Do you know...
I haven’t read a book in days? I haven’t listened to music in days. I don’t even remember when I last even ate a meal alone. Went to a museum. Saw a concert. I can’t even recall the last movie I saw in the theater.
I love all those things.
Haven’t been able to do any of them. It is starting to kick in like a kind of withdrawal. I’m not happy. I don’t know that I want to be. If that makes any sense. People around me just annoy me. I like the spawn well enough, but always feel entirely overwhelmed by the notion of how I fit into their minds.
It’s all just…blah.
I suppose that makes me depressed. Stupid to be depressed when I have so much goodness and abundance at my disposal. When I was poor and miserable I would tell myself, “You won’t be like this when you’re better situated.” That was a foolish thing to think.
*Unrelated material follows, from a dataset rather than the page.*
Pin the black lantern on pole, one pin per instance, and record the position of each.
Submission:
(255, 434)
Today I sewed something by hand for the first time in literally five years. With an actual needle and thread. Turns out I can still thread a needle with quadruple and tie a quilters know with my eyes shut. That fast. You’d think I was directing a symphony, but there’s the thread waiting. It’s built into me now. And even when I am miserable and ache…things like that are there. Even when I can’t go backward or feel anything, I can still chop celery. Or stare into magnified precision, or work a simple screwdriver. Wandering around fixing things, tending things, cleaning things. An automata. Till everything rights itself and I have the capacity to feel things again.